Además, el uso correcto de los bastones reduce significativamente la carga sobre las rodillas y las caderas. Estudios biomecánicos indican que esta técnica puede disminuir la fuerza de impacto en las articulaciones inferiores hasta en un 20-30%, lo cual es crucial para personas con sobrepeso, antecedentes de lesiones o quienes simplemente desean prevenir futuras molestias.
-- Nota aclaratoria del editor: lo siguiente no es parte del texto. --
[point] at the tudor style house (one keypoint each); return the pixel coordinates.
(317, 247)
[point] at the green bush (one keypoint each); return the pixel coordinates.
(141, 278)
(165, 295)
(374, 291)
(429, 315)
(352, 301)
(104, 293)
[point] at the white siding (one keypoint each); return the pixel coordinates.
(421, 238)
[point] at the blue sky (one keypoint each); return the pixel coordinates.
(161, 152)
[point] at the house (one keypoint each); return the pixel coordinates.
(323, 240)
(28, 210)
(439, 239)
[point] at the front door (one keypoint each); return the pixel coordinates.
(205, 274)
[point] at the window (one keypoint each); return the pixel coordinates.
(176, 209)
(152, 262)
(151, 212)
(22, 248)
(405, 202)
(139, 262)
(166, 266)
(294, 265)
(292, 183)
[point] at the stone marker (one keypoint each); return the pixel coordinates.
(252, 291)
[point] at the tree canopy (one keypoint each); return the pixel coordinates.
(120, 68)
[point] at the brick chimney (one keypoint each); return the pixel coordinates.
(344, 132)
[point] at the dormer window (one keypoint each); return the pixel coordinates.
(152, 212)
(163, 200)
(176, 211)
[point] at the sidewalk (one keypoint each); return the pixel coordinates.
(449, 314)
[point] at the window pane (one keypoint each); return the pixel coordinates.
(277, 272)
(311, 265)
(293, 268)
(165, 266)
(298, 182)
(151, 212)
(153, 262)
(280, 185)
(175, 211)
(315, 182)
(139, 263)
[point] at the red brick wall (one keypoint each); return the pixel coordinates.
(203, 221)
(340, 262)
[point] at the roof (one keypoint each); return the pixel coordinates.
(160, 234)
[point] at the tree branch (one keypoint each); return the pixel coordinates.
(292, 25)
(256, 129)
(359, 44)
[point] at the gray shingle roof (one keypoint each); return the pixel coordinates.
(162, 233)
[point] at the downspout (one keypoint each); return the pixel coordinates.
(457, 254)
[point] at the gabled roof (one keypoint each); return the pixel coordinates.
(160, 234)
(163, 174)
La estabilidad también mejora notablemente, especialmente en terrenos irregulares, húmedos o con pendiente, permitiendo mantener una postura erguida y segura durante todo el recorrido.
Por otro lado, caminar sin bastones ofrece una serie de beneficios que no deben subestimarse. La naturalidad del movimiento humano al alternar brazos y piernas de forma opuesta es un mecanismo evolutivo que promueve la coordinación neuromuscular y el equilibrio dinámico. Al no depender de apoyo externo, se fortalecen los músculos estabilizadores de la cadera y el core, lo cual es esencial para mantener una buena postura a largo plazo.
El gasto calórico puede variar ligeramente dependiendo del terreno y la intensidad, pero en superficies llanas y firmes, caminar sin bastones permite alcanzar ritmos más altos con un menor esfuerzo técnico. Para quienes practican caminata de montaña o simplemente paseos urbanos rápidos, la ligereza de no cargar accesorios añade una sensación de libertad y fluidez. Sin embargo, es importante destacar que la ausencia de bastones exige una mayor atención a la técnica de zancada y al estado del suelo para evitar tropiezos o caídas, especialmente en condiciones adversas.
En conclusión, no existe una respuesta única sobre qué es mejor: andar con o sin bastones. La decisión debe basarse en tus objetivos personales, tu condición física actual y el tipo de terreno por el que te desplazas. Si buscas proteger tus articulaciones, mejorar la estabilidad en terrenos difíciles o aumentar el trabajo muscular de la parte superior del cuerpo, los bastones son la opción ganadora. Si prefieres un movimiento más natural, fortalecer tu equilibrio propioceptivo o realizar caminatas rápidas sobre superficies planas y firmes, caminar sin ellos puede ser más adecuado. Lo ideal es experimentar con ambas opciones para escuchar a tu cuerpo y elegir la que te brinde mayor comodidad y seguridad.